Portugal tem um quadro legal contra a violência no desporto “robusto”, mas faltam medidas de educação e um “esforço concertado” para parar o fenómeno, disse hoje à agência Lusa a docente universitária Maria José Carvalho.
Segundo a docente da Faculdade de Desporto da Universidade do Porto (FADEUP), na qual integra a Comissão de Ética, faltam medidas no seio da indústria futebolística para fazer frente ao problema, desde o racismo, como o que sofreu o avançado Marega, do FC Porto, no estádio do Vitória de Guimarães, a uma questão mais geral da violência no desporto.
O segundo ponto do artigo 79.º da Constituição da República Portuguesa consagra ao Estado promover a prática desportiva “bem como prevenir a violência no desporto”, algo incluído na revisão constitucional de 1989, e Maria José Carvalho considera que Portugal tem um quadro legislativo “robusto”, num aditamento que surgiu em resposta à tragédia de Heysel, em 1985, quando morreram 39 pessoas que forçaram a entrada na final da Taça dos Campeões Europeus desse ano.
Carvalho, que jogou andebol até aos 30 anos, vê na sociedade portuguesa “sinais preocupantes” que pertencem também ao enquadramento internacional, realçando que há em Portugal “um conjunto enormíssimo de modalidades” e que fenómenos racistas, por exemplo, “não acontecem todos os dias”, pelo que importa discernir “a dimensão do futebol profissional e do espetáculo”.
Ainda assim, é preciso agir e não só no “impulso de expressão repúdio, que é muito bom”. “Gostaria de ver as entidades, públicas e privadas, a anunciar um conjunto de ações, e não vejo outro que não seja o investimento na educação”, considerou.
Maria José Carvalho pede ainda uma intervenção do ministro da Educação que tem a tutela do desporto, Tiago Brandão Rodrigues, para que anunciasse medidas concretas em conjunto com os agentes da indústria desportiva.

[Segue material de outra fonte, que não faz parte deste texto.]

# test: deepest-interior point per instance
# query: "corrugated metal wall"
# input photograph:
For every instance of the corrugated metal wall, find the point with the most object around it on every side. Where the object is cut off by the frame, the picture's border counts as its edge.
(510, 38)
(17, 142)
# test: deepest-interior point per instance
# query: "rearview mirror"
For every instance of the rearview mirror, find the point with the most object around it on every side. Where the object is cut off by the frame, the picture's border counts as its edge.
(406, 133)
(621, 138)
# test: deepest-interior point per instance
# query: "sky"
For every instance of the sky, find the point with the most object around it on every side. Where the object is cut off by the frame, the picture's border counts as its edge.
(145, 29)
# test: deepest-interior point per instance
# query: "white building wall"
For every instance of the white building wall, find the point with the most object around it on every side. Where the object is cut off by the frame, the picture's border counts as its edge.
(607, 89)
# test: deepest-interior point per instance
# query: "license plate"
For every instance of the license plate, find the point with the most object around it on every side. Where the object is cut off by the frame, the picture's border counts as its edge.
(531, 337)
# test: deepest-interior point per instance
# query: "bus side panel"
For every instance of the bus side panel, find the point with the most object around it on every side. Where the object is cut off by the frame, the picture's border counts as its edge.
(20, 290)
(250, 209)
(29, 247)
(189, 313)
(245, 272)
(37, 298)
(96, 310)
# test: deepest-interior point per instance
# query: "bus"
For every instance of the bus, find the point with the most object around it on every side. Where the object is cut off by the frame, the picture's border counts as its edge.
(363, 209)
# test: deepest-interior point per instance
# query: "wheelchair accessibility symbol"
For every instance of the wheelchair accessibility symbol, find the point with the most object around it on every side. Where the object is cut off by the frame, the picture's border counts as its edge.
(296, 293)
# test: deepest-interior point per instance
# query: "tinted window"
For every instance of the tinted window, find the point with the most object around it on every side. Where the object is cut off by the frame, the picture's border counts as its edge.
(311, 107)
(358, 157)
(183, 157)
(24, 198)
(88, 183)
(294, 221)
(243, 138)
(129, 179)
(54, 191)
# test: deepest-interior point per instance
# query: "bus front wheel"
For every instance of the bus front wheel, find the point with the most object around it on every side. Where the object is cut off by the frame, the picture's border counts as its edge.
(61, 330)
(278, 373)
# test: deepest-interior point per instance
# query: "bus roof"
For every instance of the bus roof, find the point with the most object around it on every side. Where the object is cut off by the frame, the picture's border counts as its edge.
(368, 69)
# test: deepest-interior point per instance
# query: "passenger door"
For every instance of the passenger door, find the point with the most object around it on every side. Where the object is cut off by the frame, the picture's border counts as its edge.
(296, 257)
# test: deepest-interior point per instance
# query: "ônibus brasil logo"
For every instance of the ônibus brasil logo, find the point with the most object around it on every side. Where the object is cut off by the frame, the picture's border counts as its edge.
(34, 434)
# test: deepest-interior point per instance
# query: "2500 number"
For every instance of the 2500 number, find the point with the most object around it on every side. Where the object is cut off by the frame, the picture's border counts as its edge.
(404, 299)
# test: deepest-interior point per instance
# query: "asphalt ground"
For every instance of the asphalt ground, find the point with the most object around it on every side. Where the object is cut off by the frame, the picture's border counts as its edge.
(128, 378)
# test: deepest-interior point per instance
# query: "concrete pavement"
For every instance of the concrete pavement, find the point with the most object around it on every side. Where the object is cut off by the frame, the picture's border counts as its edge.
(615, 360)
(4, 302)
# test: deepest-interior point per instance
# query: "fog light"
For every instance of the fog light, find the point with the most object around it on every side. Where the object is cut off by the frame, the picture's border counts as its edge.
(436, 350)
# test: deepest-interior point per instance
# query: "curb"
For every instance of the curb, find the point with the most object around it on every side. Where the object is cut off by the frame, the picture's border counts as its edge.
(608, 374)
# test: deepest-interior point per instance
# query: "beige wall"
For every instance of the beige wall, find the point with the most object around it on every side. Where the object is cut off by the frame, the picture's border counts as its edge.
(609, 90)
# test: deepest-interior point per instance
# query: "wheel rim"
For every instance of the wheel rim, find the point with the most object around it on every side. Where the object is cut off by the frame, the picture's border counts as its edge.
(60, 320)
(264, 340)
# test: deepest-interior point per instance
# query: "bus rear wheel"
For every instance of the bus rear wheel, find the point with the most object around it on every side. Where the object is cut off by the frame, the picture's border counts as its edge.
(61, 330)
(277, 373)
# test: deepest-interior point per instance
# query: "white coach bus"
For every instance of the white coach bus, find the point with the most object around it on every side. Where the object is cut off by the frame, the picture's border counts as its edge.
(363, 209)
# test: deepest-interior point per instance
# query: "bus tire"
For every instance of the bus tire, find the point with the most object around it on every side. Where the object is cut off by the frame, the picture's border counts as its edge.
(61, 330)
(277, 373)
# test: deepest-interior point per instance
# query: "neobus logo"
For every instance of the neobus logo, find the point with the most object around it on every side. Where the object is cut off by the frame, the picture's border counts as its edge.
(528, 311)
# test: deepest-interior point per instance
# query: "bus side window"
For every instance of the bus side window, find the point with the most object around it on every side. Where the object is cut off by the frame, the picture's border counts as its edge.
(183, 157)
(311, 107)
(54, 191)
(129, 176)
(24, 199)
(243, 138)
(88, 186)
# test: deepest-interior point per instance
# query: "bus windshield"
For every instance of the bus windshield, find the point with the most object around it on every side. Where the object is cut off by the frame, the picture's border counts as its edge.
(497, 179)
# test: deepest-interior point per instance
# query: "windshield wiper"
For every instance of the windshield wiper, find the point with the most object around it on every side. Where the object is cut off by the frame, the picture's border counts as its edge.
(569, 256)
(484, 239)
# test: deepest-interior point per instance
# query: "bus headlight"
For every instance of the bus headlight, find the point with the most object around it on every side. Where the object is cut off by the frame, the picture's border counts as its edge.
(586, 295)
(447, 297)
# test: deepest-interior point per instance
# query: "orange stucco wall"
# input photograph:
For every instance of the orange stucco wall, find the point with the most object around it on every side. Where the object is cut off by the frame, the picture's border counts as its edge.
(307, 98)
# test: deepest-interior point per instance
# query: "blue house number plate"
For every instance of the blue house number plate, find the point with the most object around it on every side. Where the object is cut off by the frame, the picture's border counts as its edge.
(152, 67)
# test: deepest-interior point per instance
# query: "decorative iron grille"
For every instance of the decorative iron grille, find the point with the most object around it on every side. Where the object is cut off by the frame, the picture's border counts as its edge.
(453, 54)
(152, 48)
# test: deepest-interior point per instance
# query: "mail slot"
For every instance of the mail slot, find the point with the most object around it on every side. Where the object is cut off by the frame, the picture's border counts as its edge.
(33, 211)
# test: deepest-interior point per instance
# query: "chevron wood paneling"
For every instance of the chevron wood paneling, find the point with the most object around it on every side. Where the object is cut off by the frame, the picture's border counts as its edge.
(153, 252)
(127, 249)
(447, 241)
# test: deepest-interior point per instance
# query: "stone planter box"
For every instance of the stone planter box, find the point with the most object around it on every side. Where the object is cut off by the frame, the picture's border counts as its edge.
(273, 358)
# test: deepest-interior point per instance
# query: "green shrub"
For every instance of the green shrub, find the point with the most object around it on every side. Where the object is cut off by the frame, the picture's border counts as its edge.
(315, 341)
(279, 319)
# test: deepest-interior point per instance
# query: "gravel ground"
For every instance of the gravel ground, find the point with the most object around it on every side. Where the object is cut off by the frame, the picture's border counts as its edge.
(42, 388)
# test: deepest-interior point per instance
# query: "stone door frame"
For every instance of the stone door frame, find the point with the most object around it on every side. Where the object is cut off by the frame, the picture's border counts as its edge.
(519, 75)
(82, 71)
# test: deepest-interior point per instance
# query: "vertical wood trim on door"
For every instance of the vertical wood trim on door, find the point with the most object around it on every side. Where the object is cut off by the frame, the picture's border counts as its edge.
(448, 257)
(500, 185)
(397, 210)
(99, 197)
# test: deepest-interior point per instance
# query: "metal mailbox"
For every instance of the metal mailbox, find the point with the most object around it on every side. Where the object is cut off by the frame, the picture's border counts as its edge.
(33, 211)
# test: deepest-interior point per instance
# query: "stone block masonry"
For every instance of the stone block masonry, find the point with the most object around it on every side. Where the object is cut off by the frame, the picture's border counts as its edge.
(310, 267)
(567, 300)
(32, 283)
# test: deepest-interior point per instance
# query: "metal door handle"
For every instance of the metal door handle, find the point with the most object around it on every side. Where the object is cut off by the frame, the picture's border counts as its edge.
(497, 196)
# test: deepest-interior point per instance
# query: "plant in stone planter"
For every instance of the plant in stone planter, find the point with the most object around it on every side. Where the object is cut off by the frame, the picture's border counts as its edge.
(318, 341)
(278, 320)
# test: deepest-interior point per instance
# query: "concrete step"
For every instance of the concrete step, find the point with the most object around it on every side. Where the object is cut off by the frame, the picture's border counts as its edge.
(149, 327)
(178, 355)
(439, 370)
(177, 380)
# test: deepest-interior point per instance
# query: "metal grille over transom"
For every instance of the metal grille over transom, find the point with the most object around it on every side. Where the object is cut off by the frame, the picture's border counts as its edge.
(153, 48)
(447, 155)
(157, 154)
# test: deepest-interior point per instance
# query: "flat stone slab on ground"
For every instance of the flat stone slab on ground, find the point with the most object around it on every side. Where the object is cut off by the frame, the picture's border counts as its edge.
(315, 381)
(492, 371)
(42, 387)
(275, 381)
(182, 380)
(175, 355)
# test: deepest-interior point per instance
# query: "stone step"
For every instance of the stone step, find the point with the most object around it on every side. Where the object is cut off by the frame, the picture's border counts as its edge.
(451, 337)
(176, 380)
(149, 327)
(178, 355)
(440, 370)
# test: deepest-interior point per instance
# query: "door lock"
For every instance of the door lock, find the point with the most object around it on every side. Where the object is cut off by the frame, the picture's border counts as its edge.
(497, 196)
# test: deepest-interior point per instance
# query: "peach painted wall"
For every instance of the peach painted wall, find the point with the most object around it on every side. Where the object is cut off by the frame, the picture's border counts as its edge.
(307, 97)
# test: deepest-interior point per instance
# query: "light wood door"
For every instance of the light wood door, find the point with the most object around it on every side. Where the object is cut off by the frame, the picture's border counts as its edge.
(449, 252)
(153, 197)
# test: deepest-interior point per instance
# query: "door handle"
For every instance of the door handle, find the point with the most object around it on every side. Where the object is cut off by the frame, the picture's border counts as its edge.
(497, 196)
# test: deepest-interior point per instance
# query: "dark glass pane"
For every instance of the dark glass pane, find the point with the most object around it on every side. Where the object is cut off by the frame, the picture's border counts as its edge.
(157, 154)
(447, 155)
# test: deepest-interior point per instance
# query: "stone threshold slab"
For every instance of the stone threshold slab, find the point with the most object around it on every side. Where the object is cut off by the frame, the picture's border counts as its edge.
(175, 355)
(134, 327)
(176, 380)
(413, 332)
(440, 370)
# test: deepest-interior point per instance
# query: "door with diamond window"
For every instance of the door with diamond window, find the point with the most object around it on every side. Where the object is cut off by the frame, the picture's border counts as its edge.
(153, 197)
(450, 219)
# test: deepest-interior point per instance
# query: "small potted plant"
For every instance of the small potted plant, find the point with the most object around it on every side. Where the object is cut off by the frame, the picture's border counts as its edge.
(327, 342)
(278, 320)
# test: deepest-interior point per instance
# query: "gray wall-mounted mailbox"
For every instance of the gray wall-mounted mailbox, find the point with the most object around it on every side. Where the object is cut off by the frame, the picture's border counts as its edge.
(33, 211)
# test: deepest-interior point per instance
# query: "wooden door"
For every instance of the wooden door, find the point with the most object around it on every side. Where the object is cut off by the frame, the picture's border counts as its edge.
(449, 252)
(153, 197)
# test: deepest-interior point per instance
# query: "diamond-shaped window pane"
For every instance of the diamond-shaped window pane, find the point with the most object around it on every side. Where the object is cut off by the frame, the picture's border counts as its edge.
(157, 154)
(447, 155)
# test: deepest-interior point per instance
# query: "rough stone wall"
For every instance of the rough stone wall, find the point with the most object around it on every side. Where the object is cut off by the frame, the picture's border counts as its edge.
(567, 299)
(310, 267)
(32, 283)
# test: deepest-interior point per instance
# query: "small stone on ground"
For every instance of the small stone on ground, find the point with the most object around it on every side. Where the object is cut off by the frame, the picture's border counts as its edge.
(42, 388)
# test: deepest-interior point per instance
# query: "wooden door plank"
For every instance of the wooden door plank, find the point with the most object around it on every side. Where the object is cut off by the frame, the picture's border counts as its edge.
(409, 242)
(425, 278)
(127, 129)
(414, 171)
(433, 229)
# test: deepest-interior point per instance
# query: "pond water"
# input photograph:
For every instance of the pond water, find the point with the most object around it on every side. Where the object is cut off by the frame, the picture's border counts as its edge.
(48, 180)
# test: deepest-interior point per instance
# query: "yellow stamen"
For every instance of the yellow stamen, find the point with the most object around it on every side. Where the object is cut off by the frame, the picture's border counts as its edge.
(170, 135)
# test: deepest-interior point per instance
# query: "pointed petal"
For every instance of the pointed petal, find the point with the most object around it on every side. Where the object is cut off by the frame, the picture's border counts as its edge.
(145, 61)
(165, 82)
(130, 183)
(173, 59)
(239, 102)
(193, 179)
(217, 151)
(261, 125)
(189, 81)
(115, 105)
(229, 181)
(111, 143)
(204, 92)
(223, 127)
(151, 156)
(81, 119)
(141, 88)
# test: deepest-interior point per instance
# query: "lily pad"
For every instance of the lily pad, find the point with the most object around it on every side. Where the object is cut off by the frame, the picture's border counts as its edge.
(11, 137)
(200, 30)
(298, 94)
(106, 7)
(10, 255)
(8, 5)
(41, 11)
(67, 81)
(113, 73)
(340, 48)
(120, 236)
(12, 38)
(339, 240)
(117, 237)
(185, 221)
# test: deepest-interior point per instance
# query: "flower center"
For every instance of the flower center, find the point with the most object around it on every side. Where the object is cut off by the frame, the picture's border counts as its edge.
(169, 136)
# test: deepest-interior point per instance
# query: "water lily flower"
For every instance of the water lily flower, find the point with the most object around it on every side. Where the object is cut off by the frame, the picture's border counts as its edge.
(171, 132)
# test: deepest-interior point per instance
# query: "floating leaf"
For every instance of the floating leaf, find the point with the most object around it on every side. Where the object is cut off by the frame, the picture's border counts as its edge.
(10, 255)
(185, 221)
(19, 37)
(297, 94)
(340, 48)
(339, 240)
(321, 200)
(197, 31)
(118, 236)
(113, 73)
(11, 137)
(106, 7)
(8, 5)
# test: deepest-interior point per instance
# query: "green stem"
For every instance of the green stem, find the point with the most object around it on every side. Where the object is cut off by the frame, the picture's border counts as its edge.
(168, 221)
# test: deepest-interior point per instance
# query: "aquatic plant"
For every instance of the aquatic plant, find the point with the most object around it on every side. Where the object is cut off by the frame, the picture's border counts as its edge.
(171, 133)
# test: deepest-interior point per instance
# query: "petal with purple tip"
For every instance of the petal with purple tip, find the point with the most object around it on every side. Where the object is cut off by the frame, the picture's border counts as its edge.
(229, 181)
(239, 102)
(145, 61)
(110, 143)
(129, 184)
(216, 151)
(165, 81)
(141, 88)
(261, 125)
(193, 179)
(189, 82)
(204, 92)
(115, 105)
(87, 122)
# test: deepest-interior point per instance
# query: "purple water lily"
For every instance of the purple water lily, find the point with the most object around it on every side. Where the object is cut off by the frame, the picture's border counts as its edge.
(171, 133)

“Gostava de ver ações concretas para minimizar estes problemas, porque isto é o reflexo da sociedade. O que sentimos é que as pessoas pensam sempre nos direitos e não nos deveres, e assim podem tudo, bater no professor ou no médico. É paradigmático”, acrescentou.
Na opinião da docente universitária, “há um papel mimético” para os adeptos que vejam dirigentes a proferirem “declarações de ódio e de hostilidade” que levam a que esses comportamentos sejam “multiplicados”.
“Quando os próprios dirigentes entram nestas guerrilhas com declarações cujo epicentro é sempre o mesmo, e pensam que assim conseguem tirar dividendos, só estão é a menorizar a indústria do futebol”, sentenciou.
Também José Neves, investigador na Universidade Nova de Lisboa, concorda que o problema do racismo e da violência no desporto não se circunscreve ao fenómeno desportivo, até porque “os adeptos só o são num tempo reduzido da sua semana, depois são muitas outras coisas”.
“É um problema que deve ser combatido no futebol, mas também nas outras esferas da sociedade onde existe”, explicou o docente universitário, que vê este como uma questão “transversal à sociedade portuguesa que se manifesta no desporto, na ordem pública, na segurança e até no Parlamento”.
José Neves vê no clima de hostilidade e violência em torno do futebol português um problema que começa mas não se esgota nas claques desportivas, mas em toda a linha, até pela relação entre estes grupos e “as direções dos clubes”, que as usam como “braços armados” para intimidar a oposição, os próprios jogadores e jornalistas.
Ainda segundo o mesmo investigador, há um conjunto de “figuras intermédias que são uma espécie de funcionários desta paixão futebolística”, entre assessores de imprensa e oficiais de ligação aos adeptos.
O avançado do FC Porto Moussa Marega recusou-se a permanecer em jogo e abandonou o campo, ao minuto 71, após ter sido alvo de insultos racistas por parte dos adeptos do clube vimaranense, numa altura em que os ‘dragões’ venciam por 2-1 - anotou o segundo golo -, resultado com que terminou o encontro da 21.ª jornada da liga, no domingo.
O Ministério Público instaurou um inquérito na sequência deste incidente, que já mereceu a condenação do Presidente da República, Marcelo Rebelo de Sousa, e do primeiro-ministro, António Costa, entre outros.